—Today’s mid-day temperature is 100. As I’ve a walking life, I follow the shade. I rise early to go out and do my shopping. Stay inside in my air-conditioned flat during the searing hours, write, nap, stare at Nadezhda, my orchid. I venture out again in the late light of day, around 7.
—The gas is back on. The supply to central Bishkek has been off since July 1, encouraging everyone to buy a chainik, an electric kettle, and to take a holiday from cooking. As it is Ramadan, much of the city is fasting for this month, eating only an hour after sunset. “No food makes me bad mood,” one Kyrgyz friend said to me.
—After my Russian lesson yesterday, my teacher and I walked to the city center. The entire world oozes something wonderful when I make her laugh.
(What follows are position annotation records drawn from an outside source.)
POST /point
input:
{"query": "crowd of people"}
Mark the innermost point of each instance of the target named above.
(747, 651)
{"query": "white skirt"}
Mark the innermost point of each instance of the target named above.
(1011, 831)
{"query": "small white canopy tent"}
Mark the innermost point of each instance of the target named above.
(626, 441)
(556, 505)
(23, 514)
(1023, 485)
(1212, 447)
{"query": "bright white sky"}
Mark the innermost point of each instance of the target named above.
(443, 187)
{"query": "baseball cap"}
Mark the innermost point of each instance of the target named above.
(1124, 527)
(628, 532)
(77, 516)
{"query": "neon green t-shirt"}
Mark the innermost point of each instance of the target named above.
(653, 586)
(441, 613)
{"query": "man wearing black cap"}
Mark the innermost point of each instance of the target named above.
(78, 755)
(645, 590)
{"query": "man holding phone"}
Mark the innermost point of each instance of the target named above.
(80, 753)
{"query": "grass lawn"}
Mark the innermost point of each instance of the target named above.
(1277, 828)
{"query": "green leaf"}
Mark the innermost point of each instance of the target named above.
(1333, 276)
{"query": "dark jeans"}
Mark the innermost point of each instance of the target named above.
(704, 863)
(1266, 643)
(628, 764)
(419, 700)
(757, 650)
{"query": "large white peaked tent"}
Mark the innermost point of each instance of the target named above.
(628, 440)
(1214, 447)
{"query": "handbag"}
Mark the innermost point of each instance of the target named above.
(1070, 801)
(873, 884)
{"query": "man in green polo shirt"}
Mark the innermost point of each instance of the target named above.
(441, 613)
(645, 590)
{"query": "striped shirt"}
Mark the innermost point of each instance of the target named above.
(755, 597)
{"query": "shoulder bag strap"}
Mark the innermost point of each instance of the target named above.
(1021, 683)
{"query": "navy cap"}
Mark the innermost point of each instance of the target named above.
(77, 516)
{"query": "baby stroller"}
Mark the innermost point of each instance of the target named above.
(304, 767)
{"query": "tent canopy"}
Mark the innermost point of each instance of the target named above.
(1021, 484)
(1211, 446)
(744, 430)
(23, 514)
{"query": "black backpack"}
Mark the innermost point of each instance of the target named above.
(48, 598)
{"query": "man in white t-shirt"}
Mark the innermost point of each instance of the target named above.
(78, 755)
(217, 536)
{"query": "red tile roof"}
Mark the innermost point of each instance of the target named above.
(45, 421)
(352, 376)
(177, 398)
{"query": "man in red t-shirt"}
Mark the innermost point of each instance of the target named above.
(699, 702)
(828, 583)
—Bought another melon. This one about the size of a soccer ball with golden insides and a cost of about 75 cents. I’ve never tasted anything as glorious and perfumed. It’s the taste of all the best of childhood and every summer nap and wish come true and clouds and luscious innocent world.
—The wild strawberry season is winding down. About three weeks ago people began squatting behind plastic crates that held mason jars full of ruby sugar bullets that are Kyrgyzstan’s wild strawberries. The sellers were near the subways and outside the markets. Mountains of strawberries sat on blankets and in plastic bins filling the warm air with their sirens. The cashier in the pharmacy looked sheepishly at her stained fingertips and apologized when she handed me change. Then I held up my pink stained fingertips in response and we both grinned. In the States our strawberries are gargantuan and denuded of flavor like dimwitted bodybuilders. Here they are small and luscious. On my hike last week we hiked and then crouched to pick berries. Hiked and then crouched. Hiked and then crouched.